The “Dating Market” Is Getting Worse b A. Fetters and K. Tiffany
For anyone who cannot wait to get to it, here’s the link to the piece on The Atlantic:
(Link): The ‘Dating Market’ Is Getting Worse
Some of my comments about that piece before I put in some excerpts from it:
About the only “numbers approach” I have ever mentioned on my own blog here is that Christian women really do unnecessarily limit themselves if they try to live out the “Be Equally Yoked” philosophy in regards to dating and marriage, because the reality is, yes, the math is that there are not enough single, Christian men to go around for all the Christian single women who’d like to marry.
So, it makes sense to forgo the “equally yoked” rule, if one is a Christian, to date outside the Christian faith.
At the same time, though, I have seen other adults singles make much too much out of the “numbers game” philosophy on dating sites or comments sections on blogs about dating, where they make finding a romantic life partner sound so cold, or as though they’re shopping for a car.
There’s nothing wrong with having standards, but I am afraid there is a category of single adult who is too stringent or unrealistic with their lists of “must haves.”
I am personally turned off by anyone dispensing dating or “how to get married” advice who behave as though there is a sure-fire guarantee way to land a spouse – because (Link): there is no such thing.
So, I’m really turned off by the many (sexist) attitudes and lists out there telling women if only the women do X, Y, and Z, they will absolutely get married to a great guy.
One problem is that most of these lists (which go viral on Twitter) are predicated on the notion that all men want and prefer 1950s, submissive, uber-feminine women.
Well, I lived that way for many decades – I was raised in a very traditional family that was into conservative values – so I had many of those prized traits sexist men online say will grant a woman a husband, but I remain never-married into my late 40s.
I was a very meek, docile, passive, sweet woman with traditional values, and no, it didn’t get me a husband.
(As I’ve aged, I’ve realized that it’s not a healthy or safe dating strategy for a woman to fit the picture of docile, overly feminine, passive, etc, that the “dating advice” gurus suggest on twitter and elsewhere, because many abusive, selfish, or controlling men intentionally seek out women with such qualities so that they can control, abuse, or take advantage of them.)
There are many conservatives – including women authors, unfortunately – who keep writing dating advice books for women, or who go on to FOX cable news morning shows, who keep encouraging women to engage in these dangerous dating strategies (of being a doormat, where being “feminine” is associated with doormat behaviors), which I’ve written about before (Link): here and (Link): here, among other blog posts.
The article below states at one point that men out-number women on dating sites.
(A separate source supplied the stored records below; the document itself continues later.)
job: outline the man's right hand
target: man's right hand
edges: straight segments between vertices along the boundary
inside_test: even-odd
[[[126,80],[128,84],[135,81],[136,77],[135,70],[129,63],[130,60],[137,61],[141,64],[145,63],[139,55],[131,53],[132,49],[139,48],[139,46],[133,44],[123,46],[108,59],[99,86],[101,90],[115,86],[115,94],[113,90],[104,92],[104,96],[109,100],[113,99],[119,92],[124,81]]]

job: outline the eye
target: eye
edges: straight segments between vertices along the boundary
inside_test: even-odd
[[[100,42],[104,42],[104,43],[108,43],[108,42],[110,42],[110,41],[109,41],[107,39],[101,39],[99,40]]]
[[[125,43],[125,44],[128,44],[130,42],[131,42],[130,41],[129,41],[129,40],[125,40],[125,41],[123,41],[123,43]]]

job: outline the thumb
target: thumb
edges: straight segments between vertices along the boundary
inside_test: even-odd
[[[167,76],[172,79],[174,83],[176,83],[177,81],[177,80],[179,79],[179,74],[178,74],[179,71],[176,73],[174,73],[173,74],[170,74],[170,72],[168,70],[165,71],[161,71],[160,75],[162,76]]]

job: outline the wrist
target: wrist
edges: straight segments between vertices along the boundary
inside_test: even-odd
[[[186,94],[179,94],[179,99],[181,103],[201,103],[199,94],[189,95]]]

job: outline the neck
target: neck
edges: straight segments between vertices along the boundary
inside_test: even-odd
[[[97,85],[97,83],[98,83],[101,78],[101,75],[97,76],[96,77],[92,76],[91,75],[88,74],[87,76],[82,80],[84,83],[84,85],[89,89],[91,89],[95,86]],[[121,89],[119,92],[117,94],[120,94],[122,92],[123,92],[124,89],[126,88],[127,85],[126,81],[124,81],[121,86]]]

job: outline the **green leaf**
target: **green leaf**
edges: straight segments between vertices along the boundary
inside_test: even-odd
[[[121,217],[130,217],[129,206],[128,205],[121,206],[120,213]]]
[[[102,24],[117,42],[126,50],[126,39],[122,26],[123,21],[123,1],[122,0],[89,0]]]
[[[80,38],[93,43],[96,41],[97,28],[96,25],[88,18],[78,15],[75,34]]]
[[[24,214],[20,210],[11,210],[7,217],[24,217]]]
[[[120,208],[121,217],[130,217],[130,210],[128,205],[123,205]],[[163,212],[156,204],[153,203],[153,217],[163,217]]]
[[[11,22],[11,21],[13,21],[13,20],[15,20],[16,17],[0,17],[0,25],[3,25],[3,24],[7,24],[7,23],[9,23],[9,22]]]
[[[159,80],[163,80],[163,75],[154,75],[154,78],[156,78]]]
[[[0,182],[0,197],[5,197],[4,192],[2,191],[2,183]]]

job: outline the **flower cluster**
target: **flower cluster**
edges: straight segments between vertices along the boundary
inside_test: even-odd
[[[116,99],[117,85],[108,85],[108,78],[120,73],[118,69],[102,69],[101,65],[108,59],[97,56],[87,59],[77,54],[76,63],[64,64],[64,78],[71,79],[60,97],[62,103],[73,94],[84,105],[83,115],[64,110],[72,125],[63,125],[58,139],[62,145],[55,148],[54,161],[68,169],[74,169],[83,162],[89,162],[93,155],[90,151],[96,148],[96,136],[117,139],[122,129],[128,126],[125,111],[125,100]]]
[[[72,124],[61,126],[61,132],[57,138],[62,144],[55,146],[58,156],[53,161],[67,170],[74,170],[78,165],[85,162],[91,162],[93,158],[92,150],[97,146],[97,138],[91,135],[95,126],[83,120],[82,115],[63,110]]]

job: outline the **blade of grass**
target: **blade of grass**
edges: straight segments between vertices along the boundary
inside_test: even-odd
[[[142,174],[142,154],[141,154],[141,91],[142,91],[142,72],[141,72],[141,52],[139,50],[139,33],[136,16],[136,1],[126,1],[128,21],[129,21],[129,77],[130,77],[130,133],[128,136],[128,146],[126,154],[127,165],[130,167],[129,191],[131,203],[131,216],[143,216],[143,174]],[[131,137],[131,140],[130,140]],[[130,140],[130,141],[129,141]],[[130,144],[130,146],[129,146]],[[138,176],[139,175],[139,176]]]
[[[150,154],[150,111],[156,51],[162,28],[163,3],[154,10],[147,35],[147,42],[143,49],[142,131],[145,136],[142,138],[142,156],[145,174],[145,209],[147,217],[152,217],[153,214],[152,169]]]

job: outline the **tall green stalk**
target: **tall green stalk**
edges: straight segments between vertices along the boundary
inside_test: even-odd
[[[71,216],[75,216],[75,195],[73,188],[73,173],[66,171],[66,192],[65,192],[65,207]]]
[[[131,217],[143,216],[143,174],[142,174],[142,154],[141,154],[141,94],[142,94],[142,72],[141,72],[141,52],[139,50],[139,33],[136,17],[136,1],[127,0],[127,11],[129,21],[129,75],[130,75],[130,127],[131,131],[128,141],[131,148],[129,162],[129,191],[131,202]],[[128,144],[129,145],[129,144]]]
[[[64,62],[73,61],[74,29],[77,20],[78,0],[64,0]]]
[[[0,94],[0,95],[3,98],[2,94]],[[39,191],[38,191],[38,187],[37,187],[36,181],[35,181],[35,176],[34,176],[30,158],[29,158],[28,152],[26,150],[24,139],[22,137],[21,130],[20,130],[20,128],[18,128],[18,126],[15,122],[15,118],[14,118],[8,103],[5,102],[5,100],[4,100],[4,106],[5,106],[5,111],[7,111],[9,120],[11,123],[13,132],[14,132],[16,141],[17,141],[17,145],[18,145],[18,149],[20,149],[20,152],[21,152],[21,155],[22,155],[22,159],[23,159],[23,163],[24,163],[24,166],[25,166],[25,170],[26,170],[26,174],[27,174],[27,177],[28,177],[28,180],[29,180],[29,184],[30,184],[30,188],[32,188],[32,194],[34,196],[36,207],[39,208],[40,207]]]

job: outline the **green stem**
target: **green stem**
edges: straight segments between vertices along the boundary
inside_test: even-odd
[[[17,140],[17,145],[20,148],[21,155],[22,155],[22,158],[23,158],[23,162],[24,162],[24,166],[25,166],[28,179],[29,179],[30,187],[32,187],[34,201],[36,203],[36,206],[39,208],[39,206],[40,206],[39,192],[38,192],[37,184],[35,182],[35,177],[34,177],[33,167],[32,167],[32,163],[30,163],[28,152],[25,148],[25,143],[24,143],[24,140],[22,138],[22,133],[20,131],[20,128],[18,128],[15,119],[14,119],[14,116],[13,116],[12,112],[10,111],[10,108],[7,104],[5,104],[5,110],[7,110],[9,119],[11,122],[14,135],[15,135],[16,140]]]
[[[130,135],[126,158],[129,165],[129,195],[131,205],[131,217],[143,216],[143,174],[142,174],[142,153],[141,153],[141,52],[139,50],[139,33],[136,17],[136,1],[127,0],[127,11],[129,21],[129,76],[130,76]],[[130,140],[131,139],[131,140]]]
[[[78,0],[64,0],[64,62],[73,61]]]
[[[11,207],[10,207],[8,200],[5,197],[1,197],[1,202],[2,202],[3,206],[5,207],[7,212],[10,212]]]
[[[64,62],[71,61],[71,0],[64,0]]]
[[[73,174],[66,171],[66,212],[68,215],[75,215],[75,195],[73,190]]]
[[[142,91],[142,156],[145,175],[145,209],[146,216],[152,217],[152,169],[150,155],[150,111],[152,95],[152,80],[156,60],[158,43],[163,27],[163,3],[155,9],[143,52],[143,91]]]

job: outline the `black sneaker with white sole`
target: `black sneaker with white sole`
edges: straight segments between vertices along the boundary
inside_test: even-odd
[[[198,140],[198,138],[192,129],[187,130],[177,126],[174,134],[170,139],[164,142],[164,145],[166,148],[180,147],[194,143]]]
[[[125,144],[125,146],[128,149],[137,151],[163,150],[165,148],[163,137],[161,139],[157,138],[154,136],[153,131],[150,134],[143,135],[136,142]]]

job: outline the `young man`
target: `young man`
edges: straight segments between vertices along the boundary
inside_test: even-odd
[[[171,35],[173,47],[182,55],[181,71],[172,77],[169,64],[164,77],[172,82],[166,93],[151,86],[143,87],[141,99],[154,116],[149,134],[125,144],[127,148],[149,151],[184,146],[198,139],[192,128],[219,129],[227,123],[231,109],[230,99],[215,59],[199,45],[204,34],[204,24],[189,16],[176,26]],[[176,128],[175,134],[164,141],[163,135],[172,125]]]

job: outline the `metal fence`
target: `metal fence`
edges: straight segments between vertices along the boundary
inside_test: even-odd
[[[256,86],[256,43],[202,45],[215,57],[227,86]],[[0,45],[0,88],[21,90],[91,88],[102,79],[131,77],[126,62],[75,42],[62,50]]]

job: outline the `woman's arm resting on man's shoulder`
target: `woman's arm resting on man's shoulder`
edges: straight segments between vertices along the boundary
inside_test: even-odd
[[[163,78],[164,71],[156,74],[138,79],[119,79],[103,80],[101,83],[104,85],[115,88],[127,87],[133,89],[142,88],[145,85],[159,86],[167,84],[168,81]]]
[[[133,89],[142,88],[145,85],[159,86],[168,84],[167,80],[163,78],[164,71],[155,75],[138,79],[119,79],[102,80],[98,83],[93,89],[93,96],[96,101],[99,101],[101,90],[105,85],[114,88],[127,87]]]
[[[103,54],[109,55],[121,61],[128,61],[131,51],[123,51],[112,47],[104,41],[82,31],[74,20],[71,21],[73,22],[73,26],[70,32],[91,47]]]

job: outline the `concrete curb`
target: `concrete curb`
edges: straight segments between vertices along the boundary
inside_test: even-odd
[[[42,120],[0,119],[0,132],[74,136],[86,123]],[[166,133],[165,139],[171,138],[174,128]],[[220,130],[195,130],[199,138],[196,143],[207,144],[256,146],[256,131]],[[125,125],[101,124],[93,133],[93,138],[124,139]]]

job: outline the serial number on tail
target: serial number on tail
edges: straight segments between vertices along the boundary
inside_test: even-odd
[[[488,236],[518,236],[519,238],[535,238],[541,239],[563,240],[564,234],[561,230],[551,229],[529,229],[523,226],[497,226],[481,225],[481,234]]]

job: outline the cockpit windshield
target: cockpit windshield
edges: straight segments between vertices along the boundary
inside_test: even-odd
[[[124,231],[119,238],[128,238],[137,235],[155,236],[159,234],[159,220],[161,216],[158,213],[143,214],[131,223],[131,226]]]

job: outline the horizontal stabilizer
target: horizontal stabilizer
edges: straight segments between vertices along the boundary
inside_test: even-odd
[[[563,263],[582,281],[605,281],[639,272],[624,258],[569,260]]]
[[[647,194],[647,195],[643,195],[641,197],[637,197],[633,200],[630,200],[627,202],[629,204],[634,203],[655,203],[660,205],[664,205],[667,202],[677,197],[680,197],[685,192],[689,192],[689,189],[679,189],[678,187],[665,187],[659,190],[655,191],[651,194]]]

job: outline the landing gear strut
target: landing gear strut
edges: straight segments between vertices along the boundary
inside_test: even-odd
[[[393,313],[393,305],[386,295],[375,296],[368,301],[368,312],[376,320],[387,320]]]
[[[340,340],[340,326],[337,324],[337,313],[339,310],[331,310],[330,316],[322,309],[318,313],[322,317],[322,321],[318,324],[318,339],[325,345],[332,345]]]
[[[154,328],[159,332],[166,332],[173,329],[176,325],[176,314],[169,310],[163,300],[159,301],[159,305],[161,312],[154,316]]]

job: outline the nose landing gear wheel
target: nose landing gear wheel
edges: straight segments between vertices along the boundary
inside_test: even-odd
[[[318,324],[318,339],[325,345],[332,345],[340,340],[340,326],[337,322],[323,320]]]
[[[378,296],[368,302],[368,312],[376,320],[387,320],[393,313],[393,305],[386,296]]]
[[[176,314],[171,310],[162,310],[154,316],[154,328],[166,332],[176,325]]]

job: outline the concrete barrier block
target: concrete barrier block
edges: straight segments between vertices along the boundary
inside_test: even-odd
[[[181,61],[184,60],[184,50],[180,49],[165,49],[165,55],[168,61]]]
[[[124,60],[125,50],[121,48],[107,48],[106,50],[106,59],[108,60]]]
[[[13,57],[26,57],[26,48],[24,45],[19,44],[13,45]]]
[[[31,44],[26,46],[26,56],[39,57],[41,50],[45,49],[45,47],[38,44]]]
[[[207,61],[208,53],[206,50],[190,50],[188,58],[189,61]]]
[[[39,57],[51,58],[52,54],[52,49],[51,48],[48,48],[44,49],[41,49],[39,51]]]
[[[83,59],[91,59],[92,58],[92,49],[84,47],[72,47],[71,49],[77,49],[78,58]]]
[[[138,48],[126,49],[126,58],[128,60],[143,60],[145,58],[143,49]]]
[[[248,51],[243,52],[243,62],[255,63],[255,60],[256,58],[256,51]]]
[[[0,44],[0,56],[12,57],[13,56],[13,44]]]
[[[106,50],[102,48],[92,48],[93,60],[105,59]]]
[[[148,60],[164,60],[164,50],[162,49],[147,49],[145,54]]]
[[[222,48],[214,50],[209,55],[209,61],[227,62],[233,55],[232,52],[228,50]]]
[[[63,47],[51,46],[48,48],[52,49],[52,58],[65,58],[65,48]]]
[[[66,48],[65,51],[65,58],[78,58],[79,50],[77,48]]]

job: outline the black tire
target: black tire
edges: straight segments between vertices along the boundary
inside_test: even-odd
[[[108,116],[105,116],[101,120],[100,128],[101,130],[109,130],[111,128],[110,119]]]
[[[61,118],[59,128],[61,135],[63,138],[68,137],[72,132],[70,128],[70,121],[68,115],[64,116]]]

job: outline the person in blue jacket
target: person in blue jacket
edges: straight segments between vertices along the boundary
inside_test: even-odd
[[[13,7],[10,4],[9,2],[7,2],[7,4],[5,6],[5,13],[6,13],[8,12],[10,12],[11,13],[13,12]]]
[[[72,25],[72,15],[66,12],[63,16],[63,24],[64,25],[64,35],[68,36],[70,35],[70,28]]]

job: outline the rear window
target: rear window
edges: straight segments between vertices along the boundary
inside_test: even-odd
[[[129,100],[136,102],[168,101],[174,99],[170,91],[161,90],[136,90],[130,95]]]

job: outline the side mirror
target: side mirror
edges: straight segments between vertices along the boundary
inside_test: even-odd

That may be so on some sites, but certainly not all.
Years ago, I had a paid membership on a dating site, and the site was forever claiming they could find no matches for me, most of the time.
For the four or five month paid subscription I had, I was only linked up to a total of about three men in that time.
My research on that particular online dating company found it’s the same with a lot of women, as it had been for me: that site tends to only “dribble out” a tiny number of matches for women, while they send male members more matches per month, every month.
Here are excerpts from…
(Link): The ‘Dating Market’ Is Getting Worse
The old but newly popular notion that one’s love life can be analyzed like an economy is flawed—and it’s ruining romance.
…It’s understandable that someone like Liz [a 30 year old single who is using dating apps to find dates] might internalize the idea that dating is a game of probabilities or ratios, or a marketplace in which single people just have to keep shopping until they find “the one.”
The idea that a dating pool can be analyzed as a marketplace or an economy is both recently popular and very old:
For generations, people have been describing newly single people as (Link): “back on the market” and (Link): analyzing dating in terms of supply and demand.